Nell'ultimo periodo è stato con altre?
Ho avuto sempre questo dubbio, questa paura ma ho sempre cercato di non pensarci troppo o chiedermelo ad alta voce.
«Ha mai specificato che hai la cosiddetta esclusiva
«No» dico senza pensarci perché forse ho capito dove vuole arrivare.
«Allora se lo vedessi con altre non potresti incazzarti, giusto?» continua lui girando intorno al problema.
«Eh allora?» lo canzono.
«Eh allora ho sentito che parlava dell'uscita di ieri con una bionda, e tu non sei bionda» dichiara scrollando le spalle, lacerandomi il petto.

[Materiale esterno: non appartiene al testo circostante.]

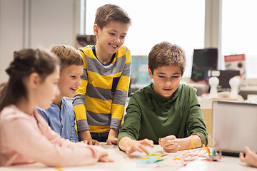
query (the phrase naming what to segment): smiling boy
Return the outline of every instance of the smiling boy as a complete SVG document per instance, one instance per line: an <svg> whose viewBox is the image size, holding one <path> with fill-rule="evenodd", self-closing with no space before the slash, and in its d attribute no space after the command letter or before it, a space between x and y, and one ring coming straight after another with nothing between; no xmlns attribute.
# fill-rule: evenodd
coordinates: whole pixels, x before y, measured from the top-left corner
<svg viewBox="0 0 257 171"><path fill-rule="evenodd" d="M148 55L148 73L153 82L132 93L118 145L126 153L148 153L146 145L159 144L177 152L207 144L207 131L196 90L181 84L186 67L183 50L162 42Z"/></svg>
<svg viewBox="0 0 257 171"><path fill-rule="evenodd" d="M58 88L60 94L50 108L44 110L37 107L49 126L65 139L79 142L75 130L75 116L71 104L64 97L73 98L81 84L84 60L76 48L70 46L54 46L51 51L61 59L60 78Z"/></svg>
<svg viewBox="0 0 257 171"><path fill-rule="evenodd" d="M96 44L79 50L85 61L81 86L73 99L82 140L116 144L130 81L130 51L122 46L131 19L121 7L106 4L96 14Z"/></svg>

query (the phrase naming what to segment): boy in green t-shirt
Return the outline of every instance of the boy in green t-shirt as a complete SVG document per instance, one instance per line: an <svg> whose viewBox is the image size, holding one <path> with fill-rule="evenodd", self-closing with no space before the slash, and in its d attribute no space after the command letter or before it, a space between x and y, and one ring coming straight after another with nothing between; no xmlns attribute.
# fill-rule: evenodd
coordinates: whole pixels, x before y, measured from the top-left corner
<svg viewBox="0 0 257 171"><path fill-rule="evenodd" d="M162 42L148 55L153 83L131 94L118 145L130 154L159 144L166 152L207 144L207 131L196 90L180 84L186 66L183 50Z"/></svg>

Annuisco lentamente mentre ogni singolo brandello del mio corpo si sgretola, mi distrugge. La mente ritorna a questa mattina mentre era intento a guardare una ragazza dai capelli lisci e biondi, che a sua volta lo guardava con occhi languidi. «Bene, non mi sorprende» mento cercando di mantenermi convinta delle mie parole.
«Non voglio che tu ci stia male, voglio solo che capisci chi è Christian De Luca!» esclama facendo un sorriso triste e comprensivo.
«Ho capito, grazie» sibilo senza riuscire più a incrociare il suo sguardo blu.
«Andiamo Fede?» Sento la voce di Charlotte chiamarmi.
«Arrivo», farfuglio dando un altro veloce abbraccio a Michael, dopodiché, mi volto senza degnare di considerazione Christian, avvertendo il suo sguardo addosso.
Forse devo lasciarlo andare davvero, lui non ha bisogno di me. Ha cercato di farmelo capire in ogni modo, ha utilizzato parole che mi hanno confusa, a tratti mi hanno fatto fraintendere e sperare, ma le sue azioni solitamente valgono più di ogni parola, e infatti, questa consapevolezza mi ha fatto comprendere la ragione dei fatti.
Non sapevo come sarebbe andata e avevo paura; non immaginavo che potessero succedere così tante cose insieme in una sola mattina, e forse dopo oggi è arrivato il momento di lasciarlo andare davvero e pensare a me, a me soltanto.